Tres días después, Iván se enteró que el viejo Simón Salgado, tamborero de la dinastía Batata, falleció en Cartagena y sus hijos traían el cadáver de vuelta a Palenque para hacerle la despedida como un hijo de África. De inmediato le avisó a su pequeño y fiel grupo de producción del que hice parte en mis tiempos de aprendiz de fotografía. Todos alistaron equipos. Yo alisté mi vieja Canon Eos XT y esperé paciente mientras Iván se gastaba el último cigarrillo en la tierra de Pambelé, y eso que fumar le hacía daño debido a su enfermedad.

Los Salgado llegaron a su casa ubicada en la segunda calle. Por fuera la casa era sencilla, de hecho una parte tenía techo de palma. El viejo Simón la remodeló tras su primera gira internacional con el sexteto Bantú hacía ya 25 años: pero, para no perder la conexión con su padre, decidió solo pintarla y no transformarla completamente.
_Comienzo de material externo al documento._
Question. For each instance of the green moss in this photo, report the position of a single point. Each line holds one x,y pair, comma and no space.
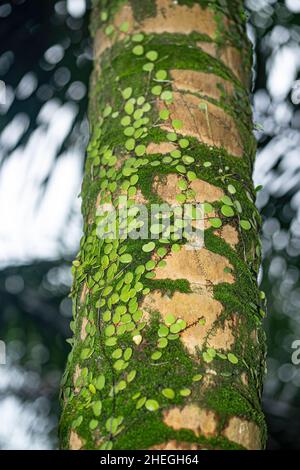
109,287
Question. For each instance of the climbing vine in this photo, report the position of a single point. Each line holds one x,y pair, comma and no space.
129,364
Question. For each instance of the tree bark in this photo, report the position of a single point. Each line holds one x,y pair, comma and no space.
168,349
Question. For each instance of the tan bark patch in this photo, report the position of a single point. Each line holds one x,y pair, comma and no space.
229,234
84,292
75,442
175,445
83,333
244,379
206,192
161,148
200,82
198,267
212,125
170,18
76,375
200,421
192,307
139,198
230,56
243,432
167,189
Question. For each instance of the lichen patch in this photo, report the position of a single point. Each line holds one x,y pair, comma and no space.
200,421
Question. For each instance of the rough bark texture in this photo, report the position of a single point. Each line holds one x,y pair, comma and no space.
168,349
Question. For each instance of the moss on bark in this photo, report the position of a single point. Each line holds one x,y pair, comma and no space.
122,362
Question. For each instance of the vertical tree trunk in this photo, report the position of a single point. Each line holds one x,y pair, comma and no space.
168,349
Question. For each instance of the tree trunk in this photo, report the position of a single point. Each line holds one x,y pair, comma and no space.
168,348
De inmediato Iván y yo hablamos con los hijos del finado. Ellos accedieron, su padre era una figura pública y merecía que su entierro quedase para la posteridad.

Mientras se realizaba la ‘limpieza de la casa’, que saca la sombra del difunto de la casa al compás de la escoba que barre hacia la calle, los Salgado contaban que en la agonía, su padre se volteó contra la pared y se puso a hablar solo. Esa es la señal de que el enfermo pasará al otro mundo, pues en ese delirio está hablando con un ser querido que ya falleció; el cual le ofrecerá comida y si la acepta, morirá.
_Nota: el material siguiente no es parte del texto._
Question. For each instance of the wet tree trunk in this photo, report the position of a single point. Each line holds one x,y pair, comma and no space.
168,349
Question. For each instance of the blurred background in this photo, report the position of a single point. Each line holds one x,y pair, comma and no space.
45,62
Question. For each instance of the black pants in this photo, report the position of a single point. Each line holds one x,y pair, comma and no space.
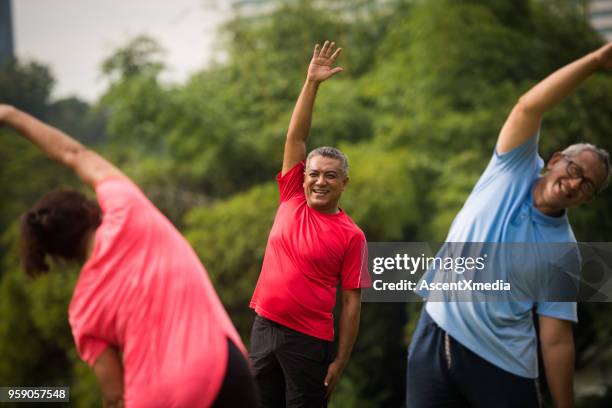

Tras la limpieza y el llanto de todos los familiares vecinos y amigos, permitidos solo el primer día del ritual que durará nueve, se realizó el entierro en el cementerio o ‘casarihambre’ como le dicen en San Basilio al camposanto. En toda la grabación, Iván estuvo distraído, con la mente en otro lugar. De hecho se enfermó con una fiebre extraña, sin embargo seguía grabando porque eso lo hacía sentirse vivo y olvidar las dolencias de la cirrosis pulmonar. Lo llamativo era escucharle:

-Nojoda, no puede ser. Ella no es. Pero de que se parece a Marina, se parece. La tengo que volver a ver.
Expresiones como esta hacían correr rumores de delirio febril en el resto del equipo. Aunque yo, o más bien la cámara, era testigo de la causa de esa frase.

Los nueve días de velorio para los palenqueros giran en torno a la alegría. La música que sale de los tambores que guían la sombra a África se conjuga con los cantos de las mujeres que, en coro, colaboran a que las olas no desorienten el alma del difunto en su recorrido a la Patria Eterna.

La noche del noveno día, mientras las imágenes de la virgen del Carmen, el Sagrado Corazón y San Martín de Loba junto a las velas, las telas blancas y las sombras de las cantadoras y los tamboreros quedaban grabadas en las cintas de la producción, y a todos nos mataba el hambre, Iván sintió un escalofrío raro e interrumpió su labor para ir a hablarle a la mujer que estaba en el patio. La misma que él había visto caminar. Ella estaba de espaldas junto al fogón, y le ofreció un plato de caldo a Iván. Él lo recibió, dio un sorbo y de inmediato mordió un trozo de papa. En ese instante ella se volteó y reveló su rostro tan cerca que Iván la reconoció; era Marina, su primer amor, su esposa que había fallecido dos años atrás cuando él estaba en Barranquilla grabando el Carnaval.

El cadáver de Iván quedó en el patio de los Salgado. Todos nos dimos cuenta fue al terminar la grabación. Todos, excepto mi cámara. En su memoria se guardaron, cuadro a cuadro, las acciones entre Iván y Marina. Mis fotos guardaron la escena con la mujer que nadie más vio.